Para tanto, urge vitória sobre os vieses arbitrários da vontade bem como frente aos escapes temerosos da imaginação. Reconciliação com o mundo que cobra ajuste pleno com seus tempos e espaços, emancipação do espírito face ao estrabismo das obviedades implícitas que fingem aproximar, mas só afastam.
Abrir-se para o universo – em relação franca e genuína – cobra trocar os programas consagrados de existência pelo respeito encantado ao inédito, virginal e irrepetível. E tão agudo esforço só se revelará compensador pela angústia do desencontro. A fragilidade louca de viver dentro e fora. De estar sem estar. De atravessar a vida breve em quimera fosca de fuga covarde, na fissura rachada do que poderia ter sido.
Toda percepção do mundo é fragmentada. Só um estilhaço da realidade se apresenta aos sentidos. O resultado perceptivo é uma produção genuína do corpo que percebe. Na comissão de frente, os órgãos responsáveis pelos sentidos. Mas estes, por sua vez, vinculados a todas as demais células, articulam a sinfonia do complementar. Por estranho que pareça, o joelho participa da audição, o baço da visão, o rim do tato e o quadríceps de paladar. Olhos, tímpanos, papilas, pontas dos dedos, narinas, nada disto é ilha no interior da integridade corpórea.
Como tudo tem mesmo a ver com tudo, o afetado de alegria não vê o mesmo que veria se triste estivesse. O angustiado ouve diferente do apaziguado. E o amante, este quando apalpa, beija ou abraça, percebe o mundo de um jeito que amado nenhum perceberia.
Mais do que estados de espírito, energias e potências vitais, a percepção se dá em posição. Naquela e não em outra. Posição ocupada no mundo infinito e sem eixos cartesianos. Que permite perspectivas únicas e inexoráveis. Excludentes de todas as outras possíveis. Ao menos naquele instante e lugar.
Os argumentos já jorram para a inferência óbvia: o mundo percebido é um para cada um. E não só. Também é um para cada instante de vida. Exclusividade inédita que nos joga na solidão inapelável, face a qualquer outro e a nós mesmos. Ainda que pudéssemos coincidir no tempo e no espaço com algum outro corpo, ocupando a mesmíssima posição, o mundo nos afetaria singularmente. Afinal, ninguém sente com o corpo do outro. Nem quando dá causa as suas sensações.
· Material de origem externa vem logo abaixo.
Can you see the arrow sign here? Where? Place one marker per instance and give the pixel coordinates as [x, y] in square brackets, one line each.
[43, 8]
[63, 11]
Por isto o livro de fotografias registra a particular, incomparável e irrepetível experiência da sua autora. Um convite para a descoberta de sua alma mais profunda, apresentada na interação artística com o mundo.
Desnudar a alma, revelando as próprias angulações, é gesto generoso que insere na humanidade. Descobri-la e tocá-la é movimento prazeroso que nos motiva a fazer o mesmo.
Que cada foto, como todo espelho, mostre o que você não poderia ver sem ela. Descobrir-se como encantado, flagrar-se como alegre, pilhar-se como melancólico na contemplação tranquila do registro artístico.
Ao folhar as páginas, entregue-se. Permita-se. Conceda à cada estilhaço de mundo fotografado a oportunidade de afetar, transformar e deixar sua marca.